A different yet still intimate connection between people, landscape, and horticulture is represented by herbalists. They grow produce and plants for functional use in specialist gardens that delightfully illustrate two approaches to design in the landscape.
While some people’s dwellings have a few surrounding plants, herbalist’s dwellings often demonstrate deliberate horticultural design: fenced off, delineated, miniaturised fields of plants grown in easily accessible lines, segregated according to species; areas for pruning, cuttings, potting and brewing; and even small planting beds adjacent to the hut filled with groundcover and climbing plants. This portrayal of specialist horticulture demonstrates that the world’s connection to alchemy and brewing must be supported by expert horticultural understanding, and that even such a niche field has an important place and role to play in bringing the game’s landscapes to life.
Additionally, the spaces that herbalists occupy and the way they are treated by others – either as community healers or as witches to be feared – demonstrates that people with specialist horticultural knowledge are important in the world of The Witcher. The link they provide between people and plants is critical to creating authentic and believable connections between the landscape and its medieval denizens.
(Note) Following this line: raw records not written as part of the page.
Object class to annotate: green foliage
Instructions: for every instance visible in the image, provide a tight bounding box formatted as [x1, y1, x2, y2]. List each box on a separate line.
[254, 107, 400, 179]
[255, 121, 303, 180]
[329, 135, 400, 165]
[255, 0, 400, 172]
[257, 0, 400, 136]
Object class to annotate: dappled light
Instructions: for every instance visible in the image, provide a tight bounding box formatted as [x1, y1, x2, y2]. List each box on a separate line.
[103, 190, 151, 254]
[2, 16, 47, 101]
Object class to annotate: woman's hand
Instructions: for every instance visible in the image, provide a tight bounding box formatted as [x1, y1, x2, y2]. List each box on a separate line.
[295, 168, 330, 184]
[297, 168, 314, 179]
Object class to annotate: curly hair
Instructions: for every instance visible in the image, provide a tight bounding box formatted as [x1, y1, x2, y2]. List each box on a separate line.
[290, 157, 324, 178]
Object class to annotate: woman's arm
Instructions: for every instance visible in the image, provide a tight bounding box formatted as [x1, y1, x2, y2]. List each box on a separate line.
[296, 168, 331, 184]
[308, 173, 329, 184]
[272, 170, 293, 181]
At certain points in the game, the herbalists act as a catalyst for bringing together all of these horticultural manifestations through quests. The importance of this is demonstrated by the fact that one such horticultural side-quest happens early in the game – in White Orchard with Tomira – and it is one that is both crucial to the story and pivotal to progress the adventure.
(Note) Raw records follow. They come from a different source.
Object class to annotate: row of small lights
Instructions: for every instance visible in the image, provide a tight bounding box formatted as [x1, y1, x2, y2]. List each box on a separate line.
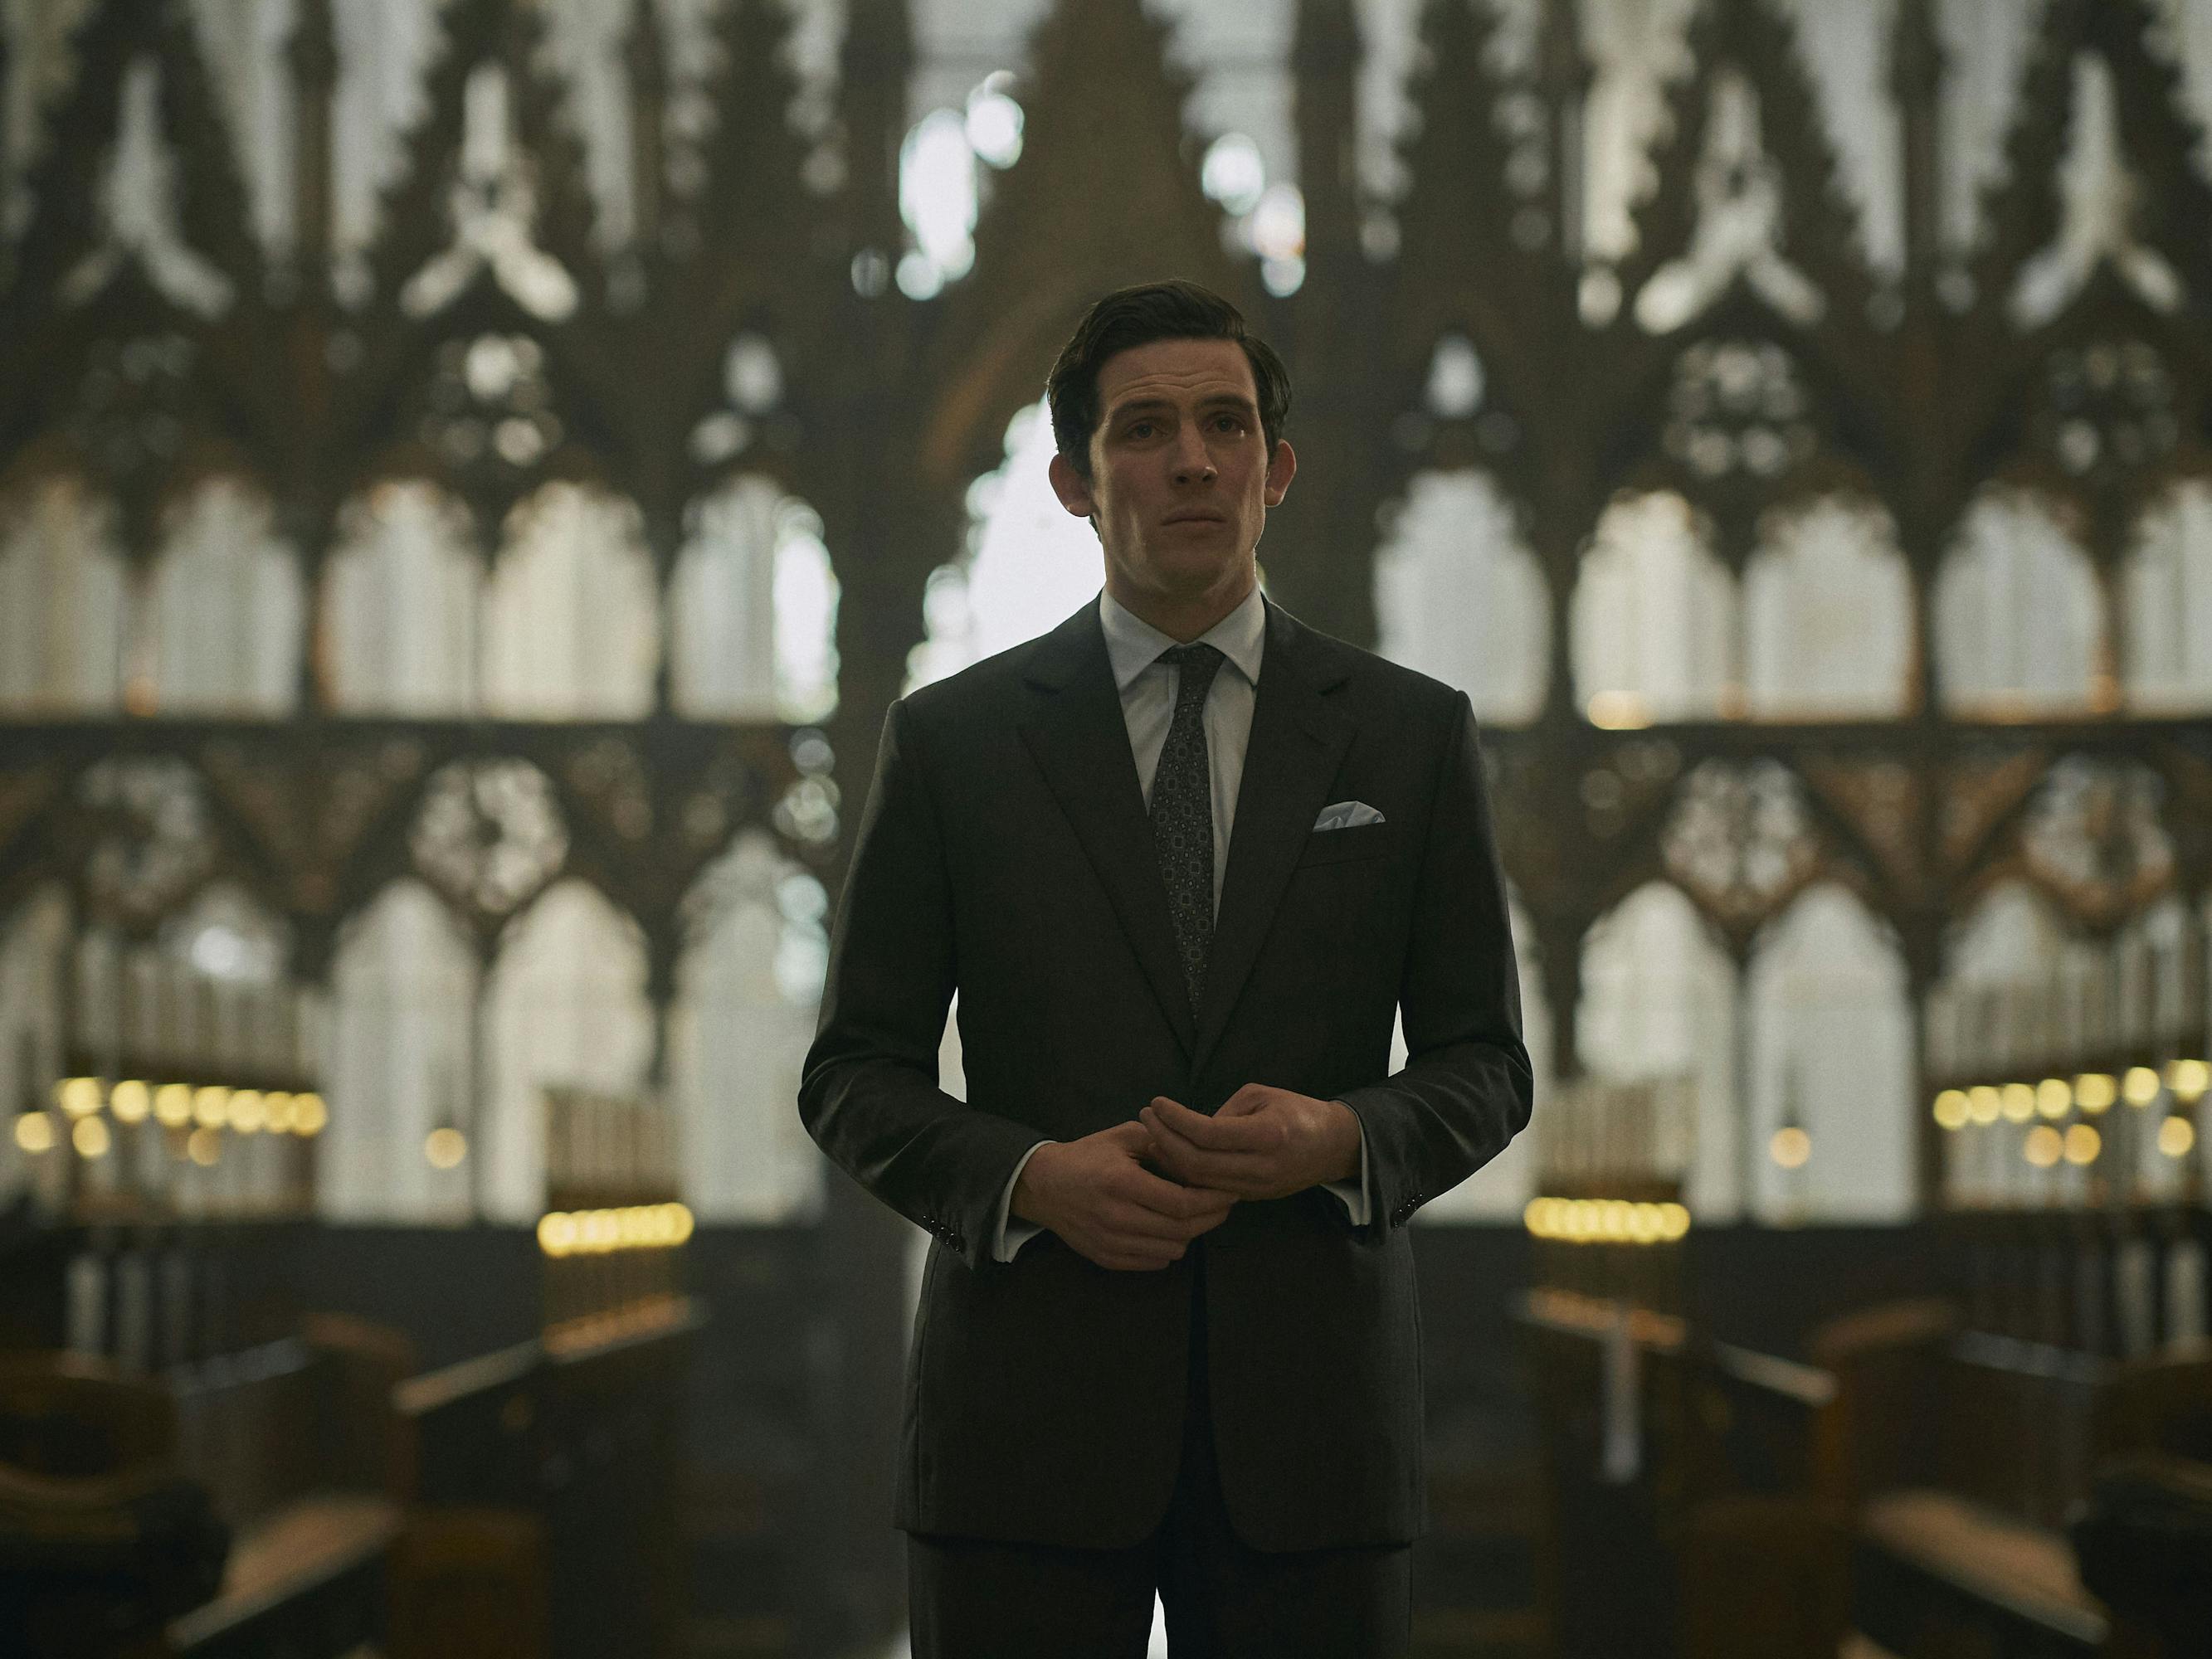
[1932, 1060, 2207, 1163]
[15, 1077, 329, 1163]
[535, 1204, 694, 1258]
[1523, 1197, 1693, 1244]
Based around Tomira’s horticulturally-centred hut and garden – both are crammed full of horticulture, from plants to storage areas to practical workbench-like spaces – this quest sees a small flurry of activities happen alongside each other. There is a need to locate a particular plant in Buckthorn, trade with a specialist herbalist for the first time, and, if you are so inclined, collect ingredients and brew the potion Swallow for the suffering patient inside Tomira’s hut. What results is ingredient gathering in a quest that is horticulturally-centred, relying on plants and horticultural design as quest markers, destinations, and guides.
We see here how plants, people, active horticulture, and knowledge all come together to characterise the world of The Witcher 3. From this early point in the game, we learn how to spot plants, pick them, and brew them into potions, which becomes an essential ritual throughout the rest of the game as we roleplay as a witcher. And through harvesting a villager’s crops, or garnering knowledge from the herbalist experts, we actively participate in a type of virtual horticulture that brings us closer to the population.
CD Projekt Red not only used horticulture excellently to inform one of the main mechanics of the game – alchemy – but to augment the virtual landscapes they created, making them look and feel natural. It is here that we see a technique in game design that is shared by garden and horticultural design – starting with something natural looking but then tweaking, designing, and editing to make it more pleasing to the eye. By recreating virtual landscapes that are expertly informed and laced with horticulture, the environments become, more crucially, navigable – the plants and landscape typologies act as subtle horticultural familiarities and landmarks throughout the virtual environments, to guide us around its vast lands.